Under the streets of San Angelo lie secrets.  These secrets are as winding and mysterious as the many tunnels that have been discovered. Some of these tunnels have garnered international discussion.

Sure, there are those who say San Angelo is a quiet city. Its history is quite different. Some of the more interesting histories are beginning to see the light of day as tunnels are being discovered under the city.

The most intriguing tunnels run under what was originally Historic Block 1. It is said that women would come downtown to shop. Men would travel the underground tunnels to visit bordellos.

In 2017, KGKL did an interview with Barbara Strain who stumbled across tunnels under her businesses in downtown San Angelo.  Strain, who owns Jessie Rose Mercantile and Sassy Fox was excited about her discoveries.

Many of the underground tunnels of San Angelo led to San Angelo's now-famous bordello. Today, Miss Hatties is a world-class museum that details the history of San Angelo's most famous bordello. Although what is known as Miss Hatties today was a bank.

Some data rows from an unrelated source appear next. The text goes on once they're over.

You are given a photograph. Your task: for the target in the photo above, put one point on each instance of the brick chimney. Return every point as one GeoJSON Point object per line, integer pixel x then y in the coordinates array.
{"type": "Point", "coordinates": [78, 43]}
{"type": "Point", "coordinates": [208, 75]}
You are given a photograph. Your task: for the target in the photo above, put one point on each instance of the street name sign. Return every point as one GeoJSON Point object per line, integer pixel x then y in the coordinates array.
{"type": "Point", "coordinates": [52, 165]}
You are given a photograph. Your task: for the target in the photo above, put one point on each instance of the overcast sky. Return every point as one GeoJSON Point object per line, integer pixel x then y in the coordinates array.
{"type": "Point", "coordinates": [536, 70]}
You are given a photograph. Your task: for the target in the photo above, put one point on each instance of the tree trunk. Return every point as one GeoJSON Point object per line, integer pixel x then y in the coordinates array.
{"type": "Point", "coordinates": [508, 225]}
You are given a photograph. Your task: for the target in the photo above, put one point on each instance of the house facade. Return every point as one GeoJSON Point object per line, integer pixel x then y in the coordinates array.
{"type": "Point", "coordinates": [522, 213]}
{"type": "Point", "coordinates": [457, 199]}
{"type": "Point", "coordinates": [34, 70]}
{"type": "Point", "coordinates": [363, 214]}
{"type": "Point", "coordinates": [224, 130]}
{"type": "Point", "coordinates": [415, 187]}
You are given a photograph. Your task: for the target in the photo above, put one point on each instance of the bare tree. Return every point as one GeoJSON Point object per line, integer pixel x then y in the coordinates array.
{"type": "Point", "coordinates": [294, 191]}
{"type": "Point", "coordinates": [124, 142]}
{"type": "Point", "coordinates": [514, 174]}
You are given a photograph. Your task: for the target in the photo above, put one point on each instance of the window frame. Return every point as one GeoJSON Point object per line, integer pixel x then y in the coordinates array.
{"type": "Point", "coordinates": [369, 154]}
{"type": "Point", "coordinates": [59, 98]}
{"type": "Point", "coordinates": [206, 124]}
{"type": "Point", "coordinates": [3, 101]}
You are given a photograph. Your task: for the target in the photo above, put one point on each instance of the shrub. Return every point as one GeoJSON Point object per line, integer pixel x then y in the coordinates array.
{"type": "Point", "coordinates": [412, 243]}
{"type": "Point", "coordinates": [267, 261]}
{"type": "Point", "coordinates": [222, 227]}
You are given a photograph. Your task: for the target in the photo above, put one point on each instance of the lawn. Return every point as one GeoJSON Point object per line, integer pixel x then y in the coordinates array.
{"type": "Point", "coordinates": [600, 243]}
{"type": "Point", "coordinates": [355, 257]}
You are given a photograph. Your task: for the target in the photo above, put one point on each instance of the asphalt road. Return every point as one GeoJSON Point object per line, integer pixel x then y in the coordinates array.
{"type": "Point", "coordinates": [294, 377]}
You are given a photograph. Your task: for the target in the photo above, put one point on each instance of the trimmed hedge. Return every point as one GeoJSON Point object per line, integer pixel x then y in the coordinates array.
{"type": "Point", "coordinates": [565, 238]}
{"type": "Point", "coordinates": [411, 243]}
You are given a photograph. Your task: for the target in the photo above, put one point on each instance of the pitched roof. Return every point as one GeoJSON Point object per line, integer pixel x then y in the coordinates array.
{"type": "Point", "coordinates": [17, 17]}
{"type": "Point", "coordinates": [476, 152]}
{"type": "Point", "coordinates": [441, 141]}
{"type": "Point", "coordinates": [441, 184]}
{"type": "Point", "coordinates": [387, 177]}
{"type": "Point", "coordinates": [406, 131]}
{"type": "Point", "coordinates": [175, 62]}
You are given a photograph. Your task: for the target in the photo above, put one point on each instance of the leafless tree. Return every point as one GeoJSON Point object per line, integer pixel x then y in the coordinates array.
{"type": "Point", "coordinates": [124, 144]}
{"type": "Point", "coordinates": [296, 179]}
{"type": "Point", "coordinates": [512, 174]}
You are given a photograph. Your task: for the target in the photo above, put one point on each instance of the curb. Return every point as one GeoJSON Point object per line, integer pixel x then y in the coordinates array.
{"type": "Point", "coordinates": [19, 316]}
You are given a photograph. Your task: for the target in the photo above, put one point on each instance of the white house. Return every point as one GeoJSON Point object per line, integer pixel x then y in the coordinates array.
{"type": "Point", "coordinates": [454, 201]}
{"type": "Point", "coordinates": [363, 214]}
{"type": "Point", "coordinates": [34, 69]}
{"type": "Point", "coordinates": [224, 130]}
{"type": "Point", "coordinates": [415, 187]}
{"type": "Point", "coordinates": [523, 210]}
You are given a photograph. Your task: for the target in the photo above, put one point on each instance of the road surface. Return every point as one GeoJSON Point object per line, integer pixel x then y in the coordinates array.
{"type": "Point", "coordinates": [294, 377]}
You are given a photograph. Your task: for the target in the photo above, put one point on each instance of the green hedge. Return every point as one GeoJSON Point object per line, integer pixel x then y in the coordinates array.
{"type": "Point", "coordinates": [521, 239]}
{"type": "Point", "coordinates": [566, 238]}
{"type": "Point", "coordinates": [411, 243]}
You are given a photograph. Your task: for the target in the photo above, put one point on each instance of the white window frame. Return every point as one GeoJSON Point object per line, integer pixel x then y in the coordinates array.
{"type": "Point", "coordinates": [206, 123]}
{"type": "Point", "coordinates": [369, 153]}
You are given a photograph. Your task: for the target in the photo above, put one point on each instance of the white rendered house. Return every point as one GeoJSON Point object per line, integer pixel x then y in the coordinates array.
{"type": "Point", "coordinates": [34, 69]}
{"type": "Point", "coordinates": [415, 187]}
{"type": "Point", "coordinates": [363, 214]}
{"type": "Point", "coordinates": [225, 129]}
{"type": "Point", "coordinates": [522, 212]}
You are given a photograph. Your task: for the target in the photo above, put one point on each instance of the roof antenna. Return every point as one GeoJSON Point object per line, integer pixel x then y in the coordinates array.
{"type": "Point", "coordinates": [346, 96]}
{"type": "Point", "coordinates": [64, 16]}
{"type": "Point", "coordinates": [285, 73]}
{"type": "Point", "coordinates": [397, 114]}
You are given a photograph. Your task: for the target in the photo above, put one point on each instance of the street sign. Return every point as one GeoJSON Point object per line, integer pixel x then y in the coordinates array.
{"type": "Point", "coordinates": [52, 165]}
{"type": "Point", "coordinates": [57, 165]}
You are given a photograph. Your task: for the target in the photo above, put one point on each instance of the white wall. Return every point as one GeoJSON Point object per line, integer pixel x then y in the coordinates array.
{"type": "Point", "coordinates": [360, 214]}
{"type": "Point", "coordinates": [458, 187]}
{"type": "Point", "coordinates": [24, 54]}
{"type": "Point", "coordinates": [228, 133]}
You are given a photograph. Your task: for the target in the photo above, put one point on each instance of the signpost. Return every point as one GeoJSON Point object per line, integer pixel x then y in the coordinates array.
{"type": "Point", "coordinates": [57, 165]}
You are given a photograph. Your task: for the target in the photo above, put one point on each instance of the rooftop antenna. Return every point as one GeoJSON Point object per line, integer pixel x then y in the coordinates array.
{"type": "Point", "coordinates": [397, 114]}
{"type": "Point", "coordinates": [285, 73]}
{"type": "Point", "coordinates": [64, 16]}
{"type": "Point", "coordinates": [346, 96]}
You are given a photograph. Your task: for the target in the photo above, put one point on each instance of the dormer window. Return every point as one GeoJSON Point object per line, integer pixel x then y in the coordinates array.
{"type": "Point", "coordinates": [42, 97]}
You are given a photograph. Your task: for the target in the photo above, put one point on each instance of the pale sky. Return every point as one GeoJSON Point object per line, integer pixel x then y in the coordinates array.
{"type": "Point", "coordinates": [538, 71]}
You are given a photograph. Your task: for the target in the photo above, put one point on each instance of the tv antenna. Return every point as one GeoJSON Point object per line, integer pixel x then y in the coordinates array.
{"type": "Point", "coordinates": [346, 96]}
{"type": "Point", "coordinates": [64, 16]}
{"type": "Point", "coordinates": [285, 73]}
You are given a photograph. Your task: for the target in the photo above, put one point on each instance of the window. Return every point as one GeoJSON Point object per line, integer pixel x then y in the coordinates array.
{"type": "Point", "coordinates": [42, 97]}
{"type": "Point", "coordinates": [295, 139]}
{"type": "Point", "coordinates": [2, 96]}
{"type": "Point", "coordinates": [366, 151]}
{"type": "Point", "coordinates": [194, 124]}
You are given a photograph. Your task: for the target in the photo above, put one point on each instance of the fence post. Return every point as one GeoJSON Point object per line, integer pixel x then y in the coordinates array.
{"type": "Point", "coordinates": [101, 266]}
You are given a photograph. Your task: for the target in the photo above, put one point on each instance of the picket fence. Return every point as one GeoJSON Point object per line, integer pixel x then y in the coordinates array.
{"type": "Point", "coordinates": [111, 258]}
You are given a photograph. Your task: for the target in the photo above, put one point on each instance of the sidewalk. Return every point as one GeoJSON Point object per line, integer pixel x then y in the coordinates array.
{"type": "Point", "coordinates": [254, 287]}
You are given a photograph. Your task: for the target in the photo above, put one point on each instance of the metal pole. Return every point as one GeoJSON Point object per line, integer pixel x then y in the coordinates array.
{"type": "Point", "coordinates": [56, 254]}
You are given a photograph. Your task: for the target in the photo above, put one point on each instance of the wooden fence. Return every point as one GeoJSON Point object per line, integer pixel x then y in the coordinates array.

For 50 years until Texas Rangers closed them down, Miss Hattie's bordello entertained the men of Wild West San Angelo. Some of the men would leave their wives in the carriage while they went into the bank to do business. Often, their "business" also led them through these underground tunnels to the bordellos.

Photo: Miss Hattie's Bordello Museum
Photo: Miss Hattie's Bordello Museum

A few doors down where Legend Jeweler stands was the location of the bordello on the top floor. There are also tunnels in the basement of the building across the street which is now Jessie Rose Mercantile. In 1884  it was John Fitzpatrick Saloon. There are four blocked-off and boarded-up sections which look like entryways to the tunnels.

There are many stories about the tunnels. Some say many were lost in a flood in 1936. Some of the tunnels were used to store horses underground some Native Americans wouldn't steal them.  Of course, during the  Prohibition Era, everyone was hiding their booze.

Some of the more sordid stories of the tunnels involve families who are still alive and do not wish to have their ancestors' names dragged through the dark mud at the bottom of these tunnels.

There haven't been any updates lately on what is going on in these tunnels. Barbara Strain says due to Covid, efforts to excavate the tunnels were put on hold.  They have not resumed. Perhaps, as life continues to get back to normal after the pandemic, the efforts to find out more can resume.

In any event, the saga of San Angelo's tunnels adds a lot of intrigue to the rich history of a city that is full of Wild West allure. It certainly makes San Angelo's story that much more interesting.